Per tradition, arguments on which is the better food—the latke, a potato pancake traditionally eaten during Hannukah; or the hamantash, the triangular pastries with sweet filling eaten during Purim—must follow rigorous guidelines (as outlined in the 2006 book The Great Latke-Hamantash Debate). Arguments typically are framed according to the theoretical position and jargon of the participants’ academic discipline.

“The event gives faculty an opportunity to give warmth and humor to the students, in a serious time,” said Rabbi Anna Levin Rosen, executive director of UChicago Hillel, which organizes the debate. “It shows students that faculty are multi-dimensional and academic studies are the whole of a person.”  

Over the years, a number of renowned UChicago scholars have joined in on the jest: Nobel Prize winners Milton Friedman, Leon Lederman and George Stigler, essayist Allan Bloom, President Emeritus Hanna Holborn Gray, and more recently, Profs.
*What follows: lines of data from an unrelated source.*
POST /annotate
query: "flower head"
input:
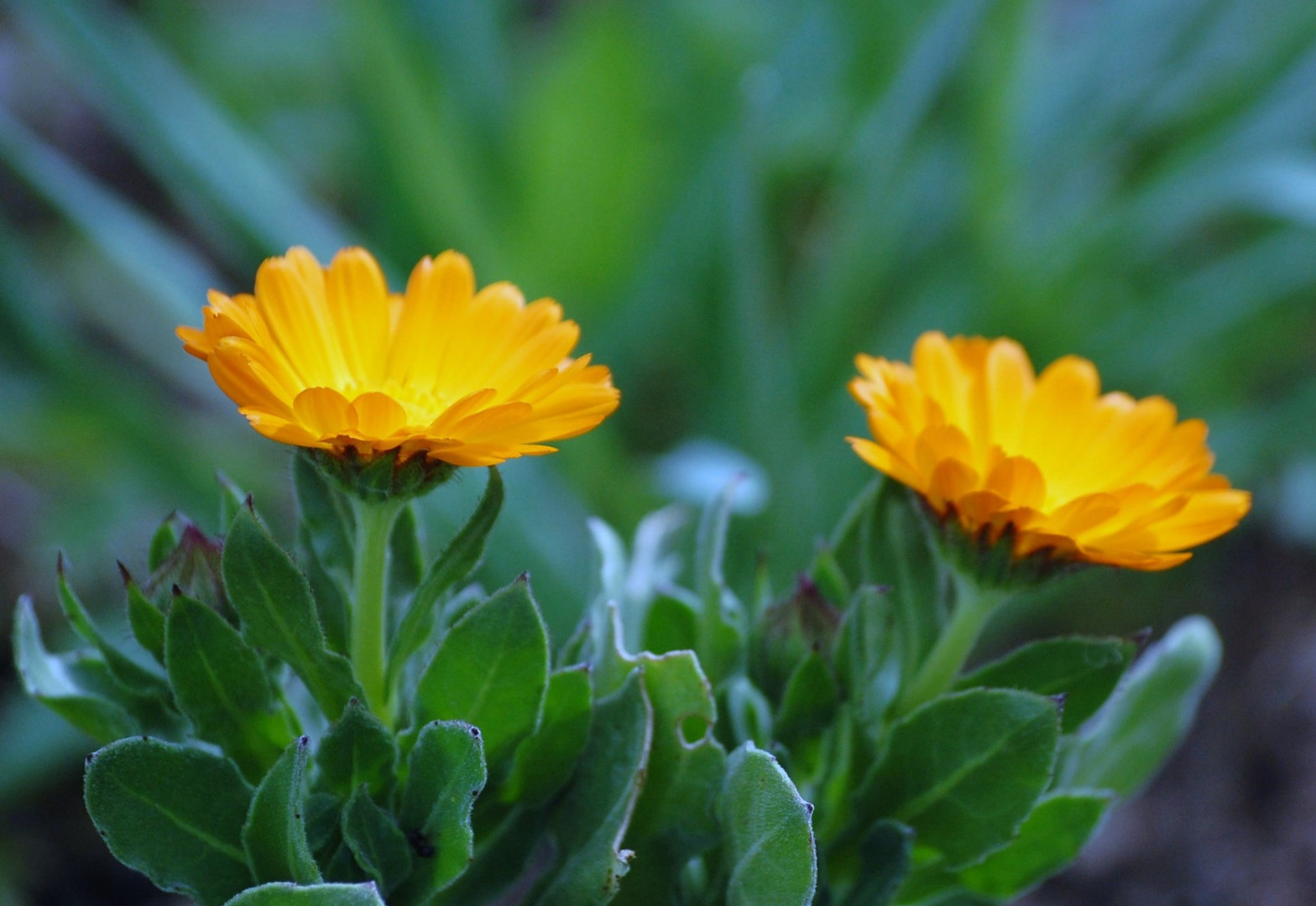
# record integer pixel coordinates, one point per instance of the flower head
(328, 358)
(1047, 461)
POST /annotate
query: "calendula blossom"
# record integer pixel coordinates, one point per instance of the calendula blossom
(1089, 476)
(328, 358)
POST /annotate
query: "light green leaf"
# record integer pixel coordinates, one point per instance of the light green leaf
(1084, 669)
(1151, 711)
(275, 833)
(966, 768)
(173, 813)
(767, 833)
(49, 680)
(490, 671)
(375, 841)
(278, 613)
(545, 760)
(316, 894)
(591, 820)
(458, 560)
(1049, 839)
(358, 750)
(446, 773)
(222, 687)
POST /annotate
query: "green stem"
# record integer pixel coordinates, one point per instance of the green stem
(368, 614)
(973, 607)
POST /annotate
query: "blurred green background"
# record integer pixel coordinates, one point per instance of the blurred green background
(732, 197)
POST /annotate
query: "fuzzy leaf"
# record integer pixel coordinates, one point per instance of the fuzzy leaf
(278, 613)
(767, 833)
(490, 671)
(966, 768)
(173, 813)
(222, 687)
(275, 831)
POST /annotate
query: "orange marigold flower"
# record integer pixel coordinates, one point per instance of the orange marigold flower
(328, 358)
(1089, 476)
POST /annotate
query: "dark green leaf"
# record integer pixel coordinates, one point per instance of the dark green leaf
(173, 813)
(1047, 841)
(491, 671)
(458, 560)
(374, 838)
(138, 674)
(275, 831)
(545, 760)
(222, 687)
(686, 764)
(966, 768)
(885, 854)
(445, 775)
(1084, 669)
(316, 894)
(767, 833)
(591, 820)
(278, 613)
(358, 750)
(1149, 713)
(49, 680)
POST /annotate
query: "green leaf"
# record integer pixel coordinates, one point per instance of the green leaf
(686, 764)
(275, 833)
(545, 760)
(137, 674)
(145, 620)
(405, 555)
(458, 560)
(1049, 839)
(767, 833)
(1084, 669)
(222, 687)
(810, 701)
(278, 613)
(445, 775)
(173, 813)
(1149, 713)
(358, 750)
(375, 841)
(49, 680)
(490, 671)
(885, 857)
(966, 768)
(590, 822)
(317, 894)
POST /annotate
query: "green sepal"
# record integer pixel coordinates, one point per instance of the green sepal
(545, 760)
(767, 834)
(965, 769)
(590, 822)
(275, 831)
(375, 841)
(358, 750)
(173, 813)
(445, 775)
(1123, 746)
(222, 687)
(138, 674)
(319, 894)
(53, 681)
(491, 671)
(458, 560)
(145, 620)
(278, 613)
(1084, 669)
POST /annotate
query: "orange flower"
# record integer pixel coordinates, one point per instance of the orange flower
(328, 358)
(1089, 476)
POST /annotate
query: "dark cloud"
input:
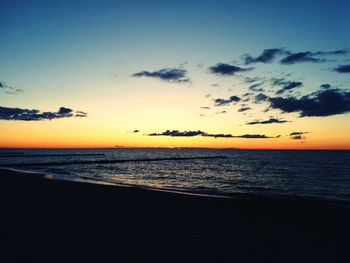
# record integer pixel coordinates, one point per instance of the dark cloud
(301, 57)
(260, 98)
(256, 87)
(81, 114)
(243, 108)
(227, 69)
(268, 55)
(298, 135)
(269, 121)
(36, 115)
(176, 133)
(322, 103)
(342, 69)
(223, 102)
(256, 136)
(308, 56)
(8, 89)
(325, 86)
(175, 75)
(331, 53)
(253, 79)
(289, 85)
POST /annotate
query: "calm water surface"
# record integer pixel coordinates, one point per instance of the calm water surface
(321, 174)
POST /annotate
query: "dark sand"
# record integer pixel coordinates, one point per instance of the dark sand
(57, 221)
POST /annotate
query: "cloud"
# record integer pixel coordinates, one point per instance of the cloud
(322, 103)
(268, 55)
(269, 121)
(174, 75)
(325, 86)
(227, 69)
(253, 79)
(81, 114)
(8, 89)
(243, 108)
(288, 85)
(223, 102)
(342, 69)
(260, 98)
(176, 133)
(255, 87)
(308, 56)
(36, 115)
(298, 135)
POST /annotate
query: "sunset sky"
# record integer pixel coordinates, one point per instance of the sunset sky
(222, 74)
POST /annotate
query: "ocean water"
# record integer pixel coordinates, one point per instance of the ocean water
(320, 174)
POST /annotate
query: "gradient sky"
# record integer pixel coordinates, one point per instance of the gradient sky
(105, 58)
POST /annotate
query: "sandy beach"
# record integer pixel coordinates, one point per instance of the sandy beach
(55, 221)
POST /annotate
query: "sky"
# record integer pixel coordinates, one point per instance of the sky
(218, 74)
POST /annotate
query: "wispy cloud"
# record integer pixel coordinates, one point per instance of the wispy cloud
(224, 102)
(8, 89)
(322, 103)
(267, 56)
(176, 133)
(342, 69)
(298, 135)
(175, 75)
(308, 56)
(269, 121)
(227, 69)
(19, 114)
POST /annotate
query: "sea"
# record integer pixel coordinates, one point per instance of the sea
(291, 173)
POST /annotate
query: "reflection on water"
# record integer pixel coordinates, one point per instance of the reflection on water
(324, 174)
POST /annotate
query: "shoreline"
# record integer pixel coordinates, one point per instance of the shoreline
(51, 221)
(329, 201)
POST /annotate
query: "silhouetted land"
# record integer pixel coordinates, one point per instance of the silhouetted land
(58, 221)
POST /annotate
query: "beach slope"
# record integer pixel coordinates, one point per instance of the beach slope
(55, 221)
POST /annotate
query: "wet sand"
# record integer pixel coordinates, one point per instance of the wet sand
(55, 221)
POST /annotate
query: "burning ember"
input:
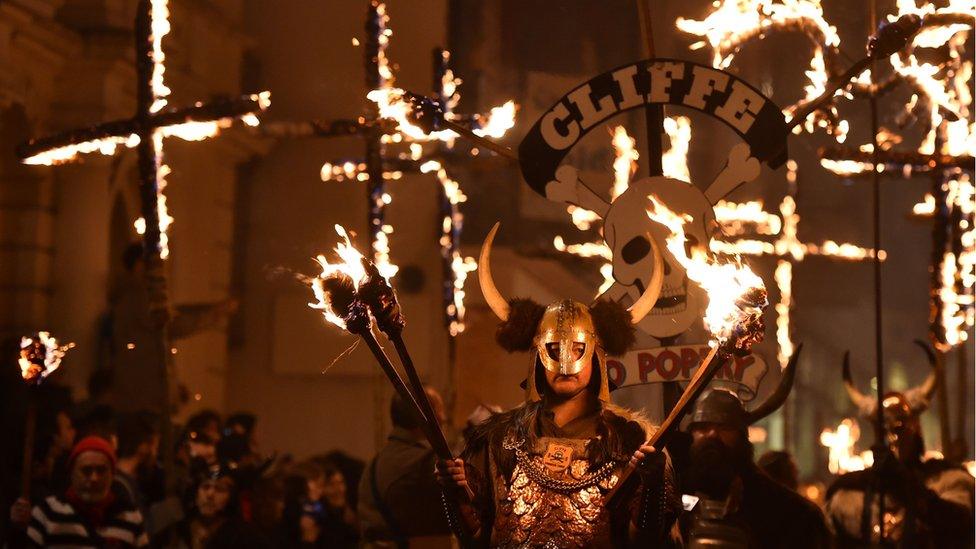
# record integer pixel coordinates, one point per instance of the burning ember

Wendy Freedman (an astrophysicist who argued the universe was full of billions of galatkes, yet no gal-hamantaschen), and Martha Nussbaum, a philosopher who delivered her oration in full Greek costume. 

Bringing together the community

The debate originated at UChicago’s Hillel House in 1946, just after the conclusion of World War II. Anthropologist Sol Tax, historian Louis Gottshalk and Hillel director Rabbi Maurice Pekarsky created the event to foster a sense of community among Jewish students and faculty. While it drew just 30 people in its first year, the event has become so popular that it attracts more than 1,000 people to a packed Mandel Hall.

Amid a challenging time around the world, Levin Rosen reflected that this year’s debate “provides us a much needed opportunity to come together.”

This year’s event, which will coincide with the celebration of Purim, also will feature a choir performance from Rhythm & Jews and members of different communities from across the neighborhood, directed by Cantor David Berger of KAM Isaiah Israel of Hyde Park.